Geospatial Disparities in Youth Sexually Transmitted Infections During COVID-19.

Autor: Min J; Department of Biomedical and Health Informatics, Children's Hospital of Philadelphia, Philadelphia, Pennsylvania. Electronic address: minj1@chop.edu., Bonett S; School of Nursing, University of Pennsylvania, Philadelphia, Pennsylvania., Tam V; Department of Biomedical and Health Informatics, Children's Hospital of Philadelphia, Philadelphia, Pennsylvania., Makeneni S; Department of Biomedical and Health Informatics, Children's Hospital of Philadelphia, Philadelphia, Pennsylvania., Goldstein ND; Department of Epidemiology and Biostatistics, Dornsife School of Public Health, Drexel University, Philadelphia, Pennsylvania., Wood S; Clinical Futures and PolicyLab, Children's Hospital of Philadelphia, Philadelphia, Pennsylvania; Perelman School of Medicine, University of Pennsylvania, Philadelphia, Pennsylvania.
Jazyk: angličtina
Zdroj: American journal of preventive medicine [Am J Prev Med] 2024 Aug; Vol. 67 (2), pp. 210-219. Date of Electronic Publication: 2024 Feb 28.
DOI: 10.1016/j.amepre.2024.02.016
Abstrakt: Introduction: Early in the COVID-19 pandemic, routine sexually transmitted infection (STI) screenings decreased, and test positivity rates increased due to limited screening appointments, national-level STI testing supply shortages, and social distancing mandates. It is unclear if adolescent preventive STI screening has returned to pre-pandemic levels and if pre-existing disparities worsened in late-pandemic.
Methods: This cross-sectional study examined 22,974 primary care visits by 13-19-year-olds in the Philadelphia metropolitan area undergoing screening for gonorrhea and chlamydia in a 31-clinic pediatric primary care network during 2018-2022. Using interrupted-time-series analysis and logistic regression, pandemic-related changes in the asymptomatic STI screening rate and test positivity were tracked across patient demographics. Neighborhood moderation was investigated by census-tract-level Child Opportunity Index in 2023.
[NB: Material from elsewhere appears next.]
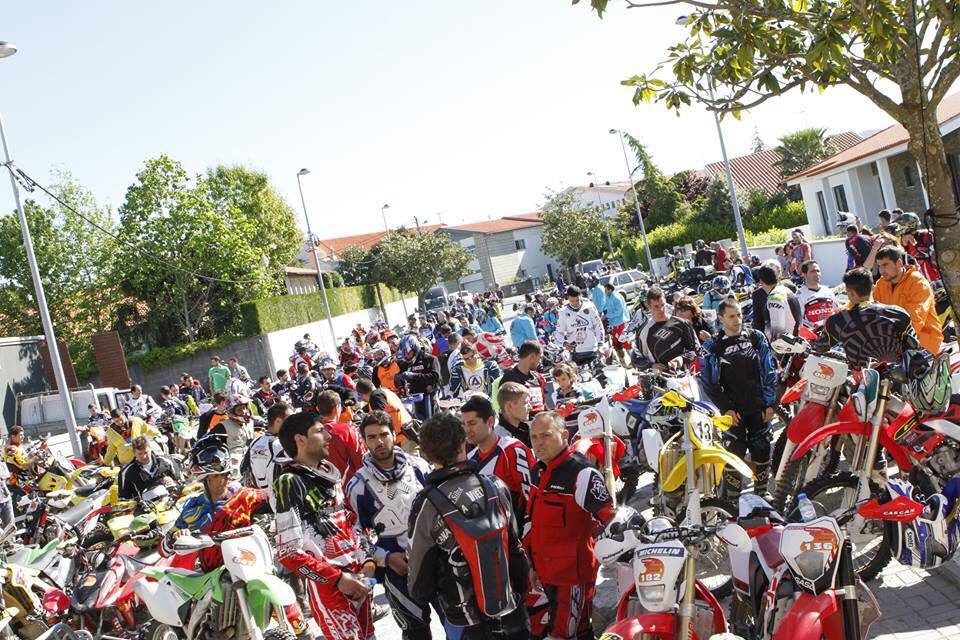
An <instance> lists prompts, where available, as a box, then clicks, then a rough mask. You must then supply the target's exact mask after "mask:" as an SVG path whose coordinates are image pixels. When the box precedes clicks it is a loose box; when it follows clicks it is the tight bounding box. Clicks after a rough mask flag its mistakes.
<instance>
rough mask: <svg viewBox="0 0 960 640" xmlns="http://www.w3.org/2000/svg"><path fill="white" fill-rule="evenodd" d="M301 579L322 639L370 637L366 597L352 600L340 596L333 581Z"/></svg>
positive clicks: (369, 629)
mask: <svg viewBox="0 0 960 640" xmlns="http://www.w3.org/2000/svg"><path fill="white" fill-rule="evenodd" d="M305 582H306V583H307V598H308V599H309V601H310V609H311V610H312V611H313V620H314V622H316V623H317V625H318V626H319V627H320V633H322V634H323V637H324V640H368V639H369V640H372V638H373V637H374V635H373V616H372V615H371V612H370V596H367V597H366V598H364V599H363V600H361V601H360V602H356V601H354V600H350V599H349V598H347V596H345V595H343V593H342V592H341V591H340V590H339V589H337V586H336V583H334V582H329V583H323V582H318V581H316V580H306V581H305Z"/></svg>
Results: The asymptomatic STI screening rate dropped by 27.8 percentage points (pp) and 13.5pp when the pandemic and national STI test supply shortage began, respectively, but returned to pre-pandemic levels after supply availability was restored in early 2021. Non-Hispanic-Black adolescents had a significant pandemic drop in STI screening rate, and it did not return to prep-andemic levels (-3.6 pp in the late-pandemic period, p<0.01). This decrease was more pronounced in socioeconomically and educationally disadvantaged neighborhoods (7.5 pp and 9.9 pp lower, respectively) than in advantaged neighborhoods (both p<0.001), controlling for sex, age, insurance type and clinic characteristics.
Conclusions: Neighborhood socioeconomic and educational disadvantage amplified racial-ethnic disparities in STI screening during the pandemic. Future interventions should focus on improving primary care utilization of non-Hispanic-Black adolescents to increase routine STI screening and preventive care utilization.